Elijah asks the woman to get him a drink (remember Jesus had asked the
Samaritan woman to get him a drink in John 4). Can you imagine what he must have
looked like after being out in the wilderness for all that time? He’s not just
a stranger, he’s probably filthy and unshaven. And the widow still does not
turn him away. She takes an enormous leap of faith—and is a model of being
willing to trust.
The
expectations of hospitality at that time require that she do as he asks, but
when he asks for a bit of bread, she has to confess that she has too little to
share, and has resigned herself to the death of herself and her child. When
Elijah still asks that she feed him (based on Elijah’s faith on a God that is
not her own) she DOES it. That’s pretty amazing. A miracle is then given to
her: she and her son are saved from starvation. Her meal and her oil do not run
out—it feeds Elijah, the widow, and her “household”—which seems to be a pretty
grand word to express a woman who is depicted as being by herself with just her
child.
But
just when it seems that there is nothing but a happy ending here, the
additional part of this pericope plunges us back into a tragic situation. The
widow’s little boy dies—her only prop for her old age in a patriarchal society
in which women were dependent upon fathers, husbands, and/or sons to support
them. She reflects an understanding of causation common in the Bible—her son’s deep
illness and possibly death (is he dead? It says there is no breath left in his
body…) is caused by God, at the very least by indifference to her plight after
she has just evinced great, blind trust by taking in this strange man and
feeding him at a time of severe deprivation. Her blame challenges Elijah to do
something. He takes the boy from the mother, carries him up to a room, and
prays to God to intervene. His charge in verse 20 agrees with the woman’s take
on the situation: has God brought this calamity as a response to one who has
given everything she has? He doesn’t argue against the woman’s charge, but lays
it against God himself. He then stretches out over the boy and intercedes with
God three times, and God restores the boy to life. I have always wondered what
tone of voice Elijah used when he said “See, your son is alive.” Nonetheless,
this is the first time in the Bible that someone is brought back to life. This
miracle then proves the existence of God and the power of God to the woman, and
that Elijah is truly a prophet, although this is not something she had ever
doubted—even in her anger she had called Elijah “man of God.” This ties in
beautifully with our gospel reading for today.
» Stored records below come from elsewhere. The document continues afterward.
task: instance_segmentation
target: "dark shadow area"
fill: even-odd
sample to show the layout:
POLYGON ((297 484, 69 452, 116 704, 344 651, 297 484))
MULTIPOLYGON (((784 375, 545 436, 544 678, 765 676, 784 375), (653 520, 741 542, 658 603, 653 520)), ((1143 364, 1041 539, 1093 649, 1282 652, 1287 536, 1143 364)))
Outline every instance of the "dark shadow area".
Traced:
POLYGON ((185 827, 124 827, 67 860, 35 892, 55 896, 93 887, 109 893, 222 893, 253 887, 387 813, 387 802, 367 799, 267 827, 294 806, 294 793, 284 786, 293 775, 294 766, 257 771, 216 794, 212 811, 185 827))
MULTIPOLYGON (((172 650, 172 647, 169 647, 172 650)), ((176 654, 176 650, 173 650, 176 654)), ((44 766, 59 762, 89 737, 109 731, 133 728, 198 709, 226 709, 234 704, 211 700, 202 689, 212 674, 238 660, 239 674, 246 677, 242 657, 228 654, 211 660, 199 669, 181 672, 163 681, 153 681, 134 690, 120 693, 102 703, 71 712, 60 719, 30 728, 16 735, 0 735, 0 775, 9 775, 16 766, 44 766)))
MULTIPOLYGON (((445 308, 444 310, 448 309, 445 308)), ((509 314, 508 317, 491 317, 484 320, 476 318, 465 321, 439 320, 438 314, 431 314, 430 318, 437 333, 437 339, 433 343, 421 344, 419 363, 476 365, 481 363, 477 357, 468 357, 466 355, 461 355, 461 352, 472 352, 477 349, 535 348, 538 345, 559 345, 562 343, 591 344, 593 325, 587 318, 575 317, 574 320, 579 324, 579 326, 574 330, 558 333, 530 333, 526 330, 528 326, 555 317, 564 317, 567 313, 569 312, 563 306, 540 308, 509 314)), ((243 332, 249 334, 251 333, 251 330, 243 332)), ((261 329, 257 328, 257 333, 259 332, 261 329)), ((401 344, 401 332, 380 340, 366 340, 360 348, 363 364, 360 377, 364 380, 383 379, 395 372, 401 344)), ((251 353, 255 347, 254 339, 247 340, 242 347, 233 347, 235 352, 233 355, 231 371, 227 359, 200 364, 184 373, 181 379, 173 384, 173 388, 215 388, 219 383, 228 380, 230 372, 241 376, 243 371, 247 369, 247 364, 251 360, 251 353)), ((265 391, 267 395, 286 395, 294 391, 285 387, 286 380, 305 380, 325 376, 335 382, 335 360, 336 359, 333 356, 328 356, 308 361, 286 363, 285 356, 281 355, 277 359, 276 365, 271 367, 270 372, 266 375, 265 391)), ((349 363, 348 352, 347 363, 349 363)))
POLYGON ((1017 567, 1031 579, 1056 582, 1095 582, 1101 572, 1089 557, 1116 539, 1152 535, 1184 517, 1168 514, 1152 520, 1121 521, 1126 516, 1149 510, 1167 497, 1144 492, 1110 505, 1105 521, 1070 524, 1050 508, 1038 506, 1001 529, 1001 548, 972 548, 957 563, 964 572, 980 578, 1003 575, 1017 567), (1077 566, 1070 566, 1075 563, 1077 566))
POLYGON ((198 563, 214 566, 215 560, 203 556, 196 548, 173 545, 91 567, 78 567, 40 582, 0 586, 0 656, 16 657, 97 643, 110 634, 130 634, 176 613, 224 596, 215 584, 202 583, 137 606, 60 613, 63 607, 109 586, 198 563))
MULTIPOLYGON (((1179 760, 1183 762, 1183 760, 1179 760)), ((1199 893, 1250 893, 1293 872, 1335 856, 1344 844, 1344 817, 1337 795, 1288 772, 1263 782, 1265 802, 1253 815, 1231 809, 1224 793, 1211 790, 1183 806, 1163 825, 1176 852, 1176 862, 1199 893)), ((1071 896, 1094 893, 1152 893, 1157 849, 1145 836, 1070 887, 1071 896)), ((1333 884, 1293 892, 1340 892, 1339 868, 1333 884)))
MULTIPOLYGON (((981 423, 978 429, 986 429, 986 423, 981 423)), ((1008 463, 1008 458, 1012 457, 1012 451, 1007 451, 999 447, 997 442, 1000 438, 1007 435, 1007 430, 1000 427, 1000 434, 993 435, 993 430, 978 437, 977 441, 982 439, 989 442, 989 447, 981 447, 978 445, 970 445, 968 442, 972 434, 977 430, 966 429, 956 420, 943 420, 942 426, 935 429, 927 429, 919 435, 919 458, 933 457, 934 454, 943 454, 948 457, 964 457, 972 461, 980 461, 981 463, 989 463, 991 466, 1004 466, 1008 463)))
Notice also that twice in this pericope, the death of the widow's son was countenanced. The widow was resigned to her
child dying when she thought that they both would die, but when only her
child is dying, she reacts not with resignation but with anger and
grief. I often tell my students that my generation is the first that did not regularly experience the death of a sibling in childhood. Both of my parents experienced at least one sibling dying. But the death of a child was actually very common throughout the vast majority of human history. This did not make such events any less tragic than they are today-- just less common.